2000 words equivalent--40%
For assignment three, you may choose between writing:
*A picture book text and report
*An essay (2000 words)
Option 1: Picture book text and report
Your task in this assignment is to write a text suitable for a picture book. Using picture book conventions (i.e. endpapers, title page, etc), create a dummy showing how you would format and sequence the text. Put as much information as you can on the dummy to convey your ideas as clearly as possible. Suggest, in pencil, how you would illustrate the book. You may simply write notes on the page or sketch the proposed illustrations.
Report (500-600 words)
You are asked to read your story to an audience, and in a separate brief report you should:
1. describe the art techniques you would employ to illustrate the book
2. report on your experience of reading your story to an audience, what you learned from the reception of the book (i.e. how your audience reacted) and what you might do to enhance your story.
Note: Module 5 of your Study Guide provides suggestions on carrying out this part of the assessment. You should read this Module carefully, giving yourself ample time to develop ideas and refine them.
Option 2: Essay (2000 words)
Your assignment should include some engagement with relevant scholarly sources (at least 5 scholarly sources) either from the unit readings or your own research.
NB: If you choose this option, you may not choose the same essay topic that you wrote on for assignment one. In addition, you cannot write on the books that your group reviewed for assignment 2.
1. Select one nineteenth-century or early-twentieth-century illustrator or author-illustrator who interests you. Discuss his/her work, focusing on two or three key texts, and referring to particular examples of text and/or illustrations. Briefly relate the work of the person you have chosen to discuss to the artistic and cultural context in which s/he worked.

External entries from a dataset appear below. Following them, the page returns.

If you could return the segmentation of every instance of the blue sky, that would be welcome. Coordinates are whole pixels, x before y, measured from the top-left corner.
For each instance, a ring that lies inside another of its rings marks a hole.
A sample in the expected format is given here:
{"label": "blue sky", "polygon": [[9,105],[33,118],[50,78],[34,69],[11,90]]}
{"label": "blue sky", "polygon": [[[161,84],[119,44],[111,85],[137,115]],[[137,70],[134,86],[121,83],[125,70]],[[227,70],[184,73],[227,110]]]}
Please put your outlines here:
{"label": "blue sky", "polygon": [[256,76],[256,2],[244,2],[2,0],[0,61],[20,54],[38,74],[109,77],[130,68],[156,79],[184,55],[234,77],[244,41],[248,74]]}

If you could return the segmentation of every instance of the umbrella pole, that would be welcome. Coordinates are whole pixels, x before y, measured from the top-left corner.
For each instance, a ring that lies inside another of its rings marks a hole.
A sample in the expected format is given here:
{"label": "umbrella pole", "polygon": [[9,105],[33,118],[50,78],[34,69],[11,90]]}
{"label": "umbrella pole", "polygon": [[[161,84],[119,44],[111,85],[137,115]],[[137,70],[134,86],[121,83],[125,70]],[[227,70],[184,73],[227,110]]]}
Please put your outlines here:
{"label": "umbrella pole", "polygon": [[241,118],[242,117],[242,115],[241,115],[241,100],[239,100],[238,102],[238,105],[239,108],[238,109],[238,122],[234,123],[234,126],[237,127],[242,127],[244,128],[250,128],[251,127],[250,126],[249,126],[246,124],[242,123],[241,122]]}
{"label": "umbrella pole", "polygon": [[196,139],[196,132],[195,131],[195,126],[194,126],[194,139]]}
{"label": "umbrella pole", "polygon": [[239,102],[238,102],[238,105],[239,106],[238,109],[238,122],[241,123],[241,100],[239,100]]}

2. Select one of the following elements of picture book art: colour, line, perspective, texture/pattern, shape, space. With reference to two or three picture books, show how this aspect of art constructs meaning.
3. Select two or three contemporary picture books which focus on representations of gendered behaviors and practices, and consider the extent to which they contest traditional ideas of masculinity and the feminine.
4. Picture books are now being used, more than in the past, as vehicles for social comment and political satire. Choose three or four picture books which belong to this category and discuss the ways in which authors and illustrators convey their messages.
5. In chapter four of Language and Ideology in Children's Fiction (available in the unit eReadings), John Stephens discusses various children's texts which demonstrate some of the features of the carnivalesque. Select one or two picture books which fall into this category and discuss the ways in which these books work to subvert received ideas and ideologies. You should read Stephens's discussion as part of your preparation for this topic.
6. Select any two picture books, apart from those discussed in the Study Guide, which you think exploit the form's possibilities for multiple narratives, for ironic play between narratives and/or for the kinds of postmodern play discussed in Cherie Allan's chapter "Looking Beneath the Surface" from Playing with Picturebooks (available in the unit eReadings). Identify the ways in which these books work, focusing closely on particular examples of visual and verbal text.
7. Select any two picture books which present the perspectives of cultures and characters other than white. How is difference represented in these texts, and what do they propose about relations between people of different ethnicities and/or cultures?
8. Consider the use of humour in two or three picture books. How does humour work in visual and verbal texts, and what purposes does it serve?
9. Select two or three picture books which advocate environmental values and actions. How do these books promote these values through narrative and images, and what forms of environmentalism do they advocate? How do they position readers?
10. You may follow your own interest to devise a topic in which you consider a few picture books or a particular subset of works, or a theme followed in several picture books. If you choose to develop your own topic, you should consult with your tutor well before the due date.